In fact, in his ‘low energy’ positive state, he was the most persuasive of all; the group actually gave him more money than he’d asked for. Rick’s extraordinary effect on the collective mood of each group extended to all encounters he had with group members on campus in subsequent months. Those with whom he’d acted positively greeted him warmly; those who’d been part of groups in which he’d been pessimistic continued to greet him with hostility or chilly silence.
Barsade concluded that both kinds of emotion – positive and negative – are highly contagious, but that positive emotions stimulate a group to be cooperative and make more positive choices in decision making, while the reverse held true with negative emotion. Without upbeat collective emotion, people are bad negotiators and make bad decisions.
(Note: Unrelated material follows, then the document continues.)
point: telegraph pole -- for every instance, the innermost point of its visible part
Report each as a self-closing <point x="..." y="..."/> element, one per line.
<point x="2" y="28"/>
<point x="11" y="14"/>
In this one inspired experiment, she’d managed to demonstrate clearly that emotions are virulent viruses, not only transferring from person to person in an endless and unconscious circle, but also profoundly affecting the outcome of business encounters and negotiations. A business could be more successful with a preponderance of good moods, which would infect its entire human resource.
As Barsade subsequently discovered, emotional contagion occurs readily, even with casual encounters. The simple act of sharing with another person in any way acts to create mood equilibrium — or what she calls ‘collective emotional knowledge’ between people.
Barsade’s experiment is profound illustration of the power of intention. Inevitably, you get the job and office environment that you wish for.